After reading your post about inseminating cows, and hours of studying pediatrics, I had the craziest dream. I was at 'school', headed into surgery to repair a tetralogy of fallot in a huge bull. The bull was dressed up in the sort of costume I imagine one would wear in a Tibetan festival, bells and scarves hanging from its horns, a colorful blanket across its back. The operating suite was a ping-pong table covered in Astroturf, but the actual surgery was going to take place with the bull suspended from ceiling in big harness.
Instead of wearing scrubs, we were all in the hasmat suits.
It was crazy!!

eileen

Brinton said...

I'm going to start keeping a closer eye on our local vets.

Ray Albarelli said...

Your dream reminds me of an experience I had as a teenager working on John Northey's dairy farm (Doesn't every cheesehead work on a dairy farm at sometime in his/her life?). John had a heifer about to give birth to it's first calf and it was having severe dystocia! He decided to use mechanical traction. I was working the come along while he was monitoring the position of the head. It didn't go well! The size of the calf caused the uterus to tear.

So we had Dr. Crawley come out. The Doc had me hold one side open and John the other side as he stitched her up. It looked like ground beef (no pun intended) all the way up. I lasted about two minutes before I lost my lunch in the gutter!

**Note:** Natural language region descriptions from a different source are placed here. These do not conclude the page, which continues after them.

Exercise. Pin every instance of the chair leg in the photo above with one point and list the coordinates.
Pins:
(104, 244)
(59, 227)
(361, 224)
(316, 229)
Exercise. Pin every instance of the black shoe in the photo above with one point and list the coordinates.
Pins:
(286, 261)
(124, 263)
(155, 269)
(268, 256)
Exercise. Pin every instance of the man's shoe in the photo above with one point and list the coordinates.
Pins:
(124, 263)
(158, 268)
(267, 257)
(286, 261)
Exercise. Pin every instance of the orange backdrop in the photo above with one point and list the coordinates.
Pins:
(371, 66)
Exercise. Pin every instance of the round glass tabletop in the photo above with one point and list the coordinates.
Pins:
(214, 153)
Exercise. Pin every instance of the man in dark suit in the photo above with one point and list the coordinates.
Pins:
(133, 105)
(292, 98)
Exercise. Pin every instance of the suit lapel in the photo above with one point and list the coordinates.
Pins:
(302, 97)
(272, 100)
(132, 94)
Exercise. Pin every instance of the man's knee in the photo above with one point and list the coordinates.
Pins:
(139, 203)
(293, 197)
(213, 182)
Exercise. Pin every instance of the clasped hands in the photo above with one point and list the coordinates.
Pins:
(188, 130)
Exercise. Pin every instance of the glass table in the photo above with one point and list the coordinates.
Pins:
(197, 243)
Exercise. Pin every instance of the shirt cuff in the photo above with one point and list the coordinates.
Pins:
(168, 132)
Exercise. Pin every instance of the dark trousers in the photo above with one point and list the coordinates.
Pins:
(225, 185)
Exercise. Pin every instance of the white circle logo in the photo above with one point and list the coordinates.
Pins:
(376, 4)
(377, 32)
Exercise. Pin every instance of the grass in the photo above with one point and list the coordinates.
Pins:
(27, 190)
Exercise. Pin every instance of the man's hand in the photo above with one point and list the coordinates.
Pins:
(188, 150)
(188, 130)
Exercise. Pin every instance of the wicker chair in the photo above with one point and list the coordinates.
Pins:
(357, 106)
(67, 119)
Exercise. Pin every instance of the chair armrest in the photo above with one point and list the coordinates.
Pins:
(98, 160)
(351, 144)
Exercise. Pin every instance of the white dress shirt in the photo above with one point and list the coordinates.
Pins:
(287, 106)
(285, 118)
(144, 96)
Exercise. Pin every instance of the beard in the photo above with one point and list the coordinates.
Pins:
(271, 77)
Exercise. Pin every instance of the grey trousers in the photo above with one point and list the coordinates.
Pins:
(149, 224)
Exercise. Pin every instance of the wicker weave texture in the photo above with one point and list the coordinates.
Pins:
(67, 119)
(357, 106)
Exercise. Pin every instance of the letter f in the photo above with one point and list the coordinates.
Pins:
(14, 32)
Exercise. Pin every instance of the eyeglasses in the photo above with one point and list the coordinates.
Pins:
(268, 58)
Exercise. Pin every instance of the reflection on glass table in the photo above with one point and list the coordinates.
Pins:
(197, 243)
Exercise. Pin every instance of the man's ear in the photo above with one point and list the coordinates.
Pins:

The calf was dead and the cow went lame.

Anonymous said...

I had a couple of dreams around that time too, mostly about working as a lab animal vet, but one of them was cow-related too. I was doing one of my lab animal rotations at a lab that had a small cow herd that they were housing on-site temporarily for some non-invasive study. One of them tested seropositive for something I don't remember and we had to take blood from all of them, but the facility was set up really poorly for cows so it was hard to separate the ones we'd already done from the ones we hadn't yet. I got trampled a bit.